Community, Governance, and Getting Involved

• David and Justin stress their commitment to MCP being an open, community-driven project, not just "Anthropic's protocol." They highlight existing contributions and commit access granted to external individuals and companies (Pydantic, Microsoft, JetBrains, Spring AI).
• Getting involved primarily happens via the GitHub specification repository discussions. However, they emphasize a meritocratic approach: contributions involving actual code, practical examples, and SDK work carry more weight than opinions alone, given the high volume of discussion. "If you have done work... you have a good chance that it gets in. If you're just there to have an opinion... you're very likely just being ignored..."
• Regarding formal governance (like moving to a foundation), they express caution. While openness is paramount, they worry that premature formalization and associated processes could slow down development in the fast-moving AI field, preferring a balance between broad participation and agile iteration for now. Alessio draws parallels to React working groups and GraphQL's move to a foundation.
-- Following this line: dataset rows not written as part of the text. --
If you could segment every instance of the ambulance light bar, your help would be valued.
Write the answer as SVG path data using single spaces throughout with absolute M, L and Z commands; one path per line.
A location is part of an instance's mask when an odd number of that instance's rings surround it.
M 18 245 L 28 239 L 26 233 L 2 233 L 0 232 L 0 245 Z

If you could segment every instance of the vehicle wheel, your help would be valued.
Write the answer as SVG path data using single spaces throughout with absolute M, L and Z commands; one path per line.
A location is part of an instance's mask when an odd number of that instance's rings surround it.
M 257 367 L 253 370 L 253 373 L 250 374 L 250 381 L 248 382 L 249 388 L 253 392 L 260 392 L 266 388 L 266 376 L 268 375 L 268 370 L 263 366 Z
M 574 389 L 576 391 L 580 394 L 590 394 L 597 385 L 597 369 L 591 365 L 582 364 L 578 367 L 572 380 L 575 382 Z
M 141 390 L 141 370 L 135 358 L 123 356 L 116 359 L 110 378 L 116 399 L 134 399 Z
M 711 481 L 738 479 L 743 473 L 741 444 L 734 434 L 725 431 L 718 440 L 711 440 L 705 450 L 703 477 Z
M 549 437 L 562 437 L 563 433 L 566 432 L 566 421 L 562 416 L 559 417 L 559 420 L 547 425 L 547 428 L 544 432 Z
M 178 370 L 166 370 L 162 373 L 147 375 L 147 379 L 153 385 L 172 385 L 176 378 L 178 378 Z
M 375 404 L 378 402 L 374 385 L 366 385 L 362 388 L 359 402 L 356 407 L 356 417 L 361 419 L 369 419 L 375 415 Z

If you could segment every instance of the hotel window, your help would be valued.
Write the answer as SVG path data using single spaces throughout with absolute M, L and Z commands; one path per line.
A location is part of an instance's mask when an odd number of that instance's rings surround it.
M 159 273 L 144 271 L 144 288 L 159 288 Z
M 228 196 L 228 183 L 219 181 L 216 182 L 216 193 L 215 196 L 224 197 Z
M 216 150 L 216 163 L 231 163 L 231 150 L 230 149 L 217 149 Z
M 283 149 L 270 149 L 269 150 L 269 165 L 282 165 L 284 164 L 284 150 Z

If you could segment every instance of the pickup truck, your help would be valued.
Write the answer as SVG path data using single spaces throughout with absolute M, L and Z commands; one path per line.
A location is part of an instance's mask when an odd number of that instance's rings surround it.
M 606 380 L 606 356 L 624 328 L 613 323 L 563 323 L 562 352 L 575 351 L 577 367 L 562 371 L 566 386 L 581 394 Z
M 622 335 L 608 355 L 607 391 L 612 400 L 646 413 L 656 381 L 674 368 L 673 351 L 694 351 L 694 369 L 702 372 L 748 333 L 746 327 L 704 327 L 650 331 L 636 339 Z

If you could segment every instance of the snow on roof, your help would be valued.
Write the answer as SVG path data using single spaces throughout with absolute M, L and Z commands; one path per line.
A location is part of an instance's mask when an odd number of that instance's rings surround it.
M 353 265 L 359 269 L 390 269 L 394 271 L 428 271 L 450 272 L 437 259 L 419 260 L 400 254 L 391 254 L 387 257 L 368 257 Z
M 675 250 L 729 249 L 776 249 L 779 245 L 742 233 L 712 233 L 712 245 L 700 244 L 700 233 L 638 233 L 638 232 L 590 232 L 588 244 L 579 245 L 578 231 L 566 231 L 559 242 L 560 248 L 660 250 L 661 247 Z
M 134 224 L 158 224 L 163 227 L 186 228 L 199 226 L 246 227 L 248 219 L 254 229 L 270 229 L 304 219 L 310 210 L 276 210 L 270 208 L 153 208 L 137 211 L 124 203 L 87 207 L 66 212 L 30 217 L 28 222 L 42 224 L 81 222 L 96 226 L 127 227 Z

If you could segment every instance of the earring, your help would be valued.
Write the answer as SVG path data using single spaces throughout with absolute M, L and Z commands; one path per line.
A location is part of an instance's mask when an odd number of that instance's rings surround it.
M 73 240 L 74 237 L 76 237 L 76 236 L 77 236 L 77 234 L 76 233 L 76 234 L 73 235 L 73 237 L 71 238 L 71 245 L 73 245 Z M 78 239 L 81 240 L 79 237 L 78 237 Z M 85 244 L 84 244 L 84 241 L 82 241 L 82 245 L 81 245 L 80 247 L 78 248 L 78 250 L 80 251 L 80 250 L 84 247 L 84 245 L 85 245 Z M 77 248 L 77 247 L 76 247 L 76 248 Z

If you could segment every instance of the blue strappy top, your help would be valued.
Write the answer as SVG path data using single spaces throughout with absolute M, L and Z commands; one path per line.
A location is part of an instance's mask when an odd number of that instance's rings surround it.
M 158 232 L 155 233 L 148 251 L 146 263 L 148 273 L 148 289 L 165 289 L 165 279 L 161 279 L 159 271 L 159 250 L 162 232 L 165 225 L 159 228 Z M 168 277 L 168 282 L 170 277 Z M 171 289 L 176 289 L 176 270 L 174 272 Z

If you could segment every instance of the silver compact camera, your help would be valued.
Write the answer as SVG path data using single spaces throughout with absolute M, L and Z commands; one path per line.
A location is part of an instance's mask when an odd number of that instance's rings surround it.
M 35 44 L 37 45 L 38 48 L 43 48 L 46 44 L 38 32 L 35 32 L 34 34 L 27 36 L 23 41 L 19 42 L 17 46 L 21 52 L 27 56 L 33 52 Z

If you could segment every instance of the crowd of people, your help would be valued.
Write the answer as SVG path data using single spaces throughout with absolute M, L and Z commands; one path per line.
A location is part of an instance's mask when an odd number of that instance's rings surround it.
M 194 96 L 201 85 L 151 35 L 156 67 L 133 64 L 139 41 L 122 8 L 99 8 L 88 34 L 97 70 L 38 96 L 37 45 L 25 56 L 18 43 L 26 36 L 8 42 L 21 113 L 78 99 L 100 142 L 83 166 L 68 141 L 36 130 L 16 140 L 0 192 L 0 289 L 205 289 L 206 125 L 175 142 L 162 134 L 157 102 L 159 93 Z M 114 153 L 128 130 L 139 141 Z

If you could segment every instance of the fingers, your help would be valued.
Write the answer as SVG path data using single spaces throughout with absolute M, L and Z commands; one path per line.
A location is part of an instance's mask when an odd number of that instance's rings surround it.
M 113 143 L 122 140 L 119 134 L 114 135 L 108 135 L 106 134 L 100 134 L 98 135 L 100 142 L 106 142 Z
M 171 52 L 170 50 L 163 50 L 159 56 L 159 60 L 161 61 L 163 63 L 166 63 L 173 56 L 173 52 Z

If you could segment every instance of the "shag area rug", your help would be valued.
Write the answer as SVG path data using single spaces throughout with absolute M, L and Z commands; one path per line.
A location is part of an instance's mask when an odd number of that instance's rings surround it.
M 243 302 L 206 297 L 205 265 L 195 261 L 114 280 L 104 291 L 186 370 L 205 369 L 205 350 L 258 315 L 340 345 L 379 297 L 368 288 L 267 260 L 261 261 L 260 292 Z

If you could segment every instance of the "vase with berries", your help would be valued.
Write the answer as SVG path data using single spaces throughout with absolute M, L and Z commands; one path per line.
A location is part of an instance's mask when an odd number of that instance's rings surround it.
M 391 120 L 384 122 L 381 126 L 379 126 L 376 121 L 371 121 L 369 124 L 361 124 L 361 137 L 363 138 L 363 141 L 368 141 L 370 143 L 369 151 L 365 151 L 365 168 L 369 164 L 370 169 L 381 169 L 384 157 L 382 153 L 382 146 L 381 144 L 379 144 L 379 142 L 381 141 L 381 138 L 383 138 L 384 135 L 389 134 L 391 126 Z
Wishlist: What's Next for the Ecosystem?

• David's top wish: More clients implementing sampling (allowing servers to request model completions from the client) and servers leveraging it for richer, model-independent experiences (like his desired EVE Online or Reddit summarizer).
• Justin echoes the need for broader client support across all primitives. Personally, he'd love MCP integrations for game development engines like Godot, enabling AI-assisted game creation or playtesting ("Claude plays Pokemon.")

Conclusion

MCP aims to standardize AI interactions beyond basic APIs, emphasizing richer primitives and composability crucial for next-generation applications. Investors and researchers should track its ecosystem growth, client adoption of advanced features (like resources and sampling), and evolving security/governance models to anticipate shifts in AI architecture and identify opportunities in interoperable AI systems.